The short answer: these are books that are best described as "fun", and left at that. I'll certainly keep picking them up... in paperback.

[0] Not an actual example

Saturday, October 03, 2009

[Lisa's Take] The Red Wolf Conspiracy (Robert V. S. Redick)

You know that kid from school when you were 7 years old? The one who always had to be the absolute best and everything? You say “I got a lollipop!” and he says “Well I got a magical lollipop that was made from ground unicorn horn and brought across the sea by pirates and it glows in the dark and makes it so I never have to take baths!” He’s probably not a bad kid at heart, he just has to one-up everyone; he over-embellish even the most mundane situation and tacks on more and more unbelievable things trying to make himself look cool.

I kind of felt like Red Wolf Conspiracy was that kid. There was a core of a good story and some really nifty ideas about magic and history and worlds… but the author just took on too much. It’s as though he had a hundred cool ideas, and rather than dole them out in a few stories or books or worlds he decided that he had to get them all into this book right now or he might never get another chance.

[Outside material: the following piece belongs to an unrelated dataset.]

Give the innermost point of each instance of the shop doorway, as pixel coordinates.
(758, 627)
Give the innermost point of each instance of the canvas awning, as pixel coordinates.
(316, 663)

The story started out pretty strongly, introducing interesting characters and setting the scene with skill. The world felt a bit like Victorian London at the start, and Redick skillfully added layers of intrigue and magic to his basic premise through the first third or half of the book. I was quite engaged, I enjoyed the characters, and tore through the first 200 pages with alacrity. I absolutely loved the idea of the Sisterhood (Sisterhood of the Lorg, maybe? Can’t recall the name now) and I desperately wanted the author to do more than just toe at the implications of it. The main character’s language-magic was also really neat and original.

Sadly, after a solid start the second half kind of fell apart. It stopped reading like a well-crafted, subtle, adult-fantasy and started feeling more like a slip-shod kids book, with magical elements thrown in to impress and awe rather than to serve any useful purpose in the story. Several of the character meetings and plot points felt extremely contrived, and I couldn’t suspend my disbelief enough to get over it and enjoy the book. I stopped feeling an emotional connection to the characters because I was so grumpy with the downward turn in quality – it was a terribly frustrating experience.

Luckily the ending of the book managed to salvage things a bit, so I finished the story just “disappointed” instead of “actively annoyed.” I really don’t know how to resolve such a great first half with such a shoddy second half. Did the editor get sleepy half way through the book and not finish it? Or did the publisher insist on a limited page count, so rather than exploring concepts at a leisurely pace, Redick felt like he had to smoosh everything in quickly? I don’t know, but it didn’t work out.

I want to be optimistic and say that surely some of the “first writer foibles” will be remedied in later books. I guess I’ll see how accommodating I’m feeling when book 2 hits the shelves – I’d love to see a story that is as polished overall as the first half of Red Wolf Conspiracy.